I AM KIND OF enamored with Studio X Fitness. In addition to a full weekly schedule of small group classes, they're known for personal training, including nutritional analysis, measuring your progress in inches, and—in the case of my own experience with owner Tim Irwin—the occasional email or instant message barking, "Get your ass to class!"
Irwin has a low threshold for bullshit and excuses, and his studio is a great place to address your body-related goals—they're into results, not blowing sunshine up your ass. He shared the most common truths that people don't like to face (but probably suspect):
1. You are doing this to look good.
It sounds less vain to act like you're simply concerned with your health, but Irwin says everyone also wants results they can see. "I've never met anyone who doesn't want to lose two inches off their abs." Just admit it.

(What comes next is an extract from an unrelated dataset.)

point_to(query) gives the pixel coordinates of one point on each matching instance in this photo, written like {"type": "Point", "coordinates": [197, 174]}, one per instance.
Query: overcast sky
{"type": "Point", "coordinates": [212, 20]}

2. You don't eat that well.
Chances are pretty swell that you think your diet is a lot better than it is. Irwin says he see lots of people who equate their patronization of organic and free-range foods as the same as healthy. "A block of cheese, almonds, and a glass of wine is still just fat and booze."
What's more, people have a tendency to lie to themselves. Irwin is a huge proponent of tracking what you eat. He even goes so far as to say he's never seen anyone not experience a positive result simply by keeping tabs.
3. Your grapefruit diet won't work.
Irwin says the number one thing he has to contend with is fad diets. "People want to do one thing really intensely... they're trying to overcompensate." And, while you can definitely see results from going extreme, it never lasts. The only way to make it stick is to make long-term adjustments. "Take a bottle of wine out of your diet per week, or make it half a bottle," he suggests instead.
4. You're not going to work out nine times a week.
Similarly, people have a habit of setting unrealistic goals when it comes to exercise. "They'll just feel bad about it. I always tell people to plan for something reasonable—once or twice a week—and stick to it."
5a. Women: Your calves are not getting bigger.
Irwin says women have a tendency to shy away from heavier weights out of a fear that it's going to make them bulk up, which is why one of Irwin's other favorite tools is a tape measure. "It's muscle they're seeing, it's tone."
5b. Men: Thirty minutes of intensity a week isn't a good idea.
High-intensity short workouts are popular these days—Irwin says he often sees men who go hard for very short periods of time and then do absolutely nothing the rest of the week. "If your body isn't conditioned for that, you're going to hurt yourself."
Studio X Fitness, 2839 SE Stark, studioxfitness.com.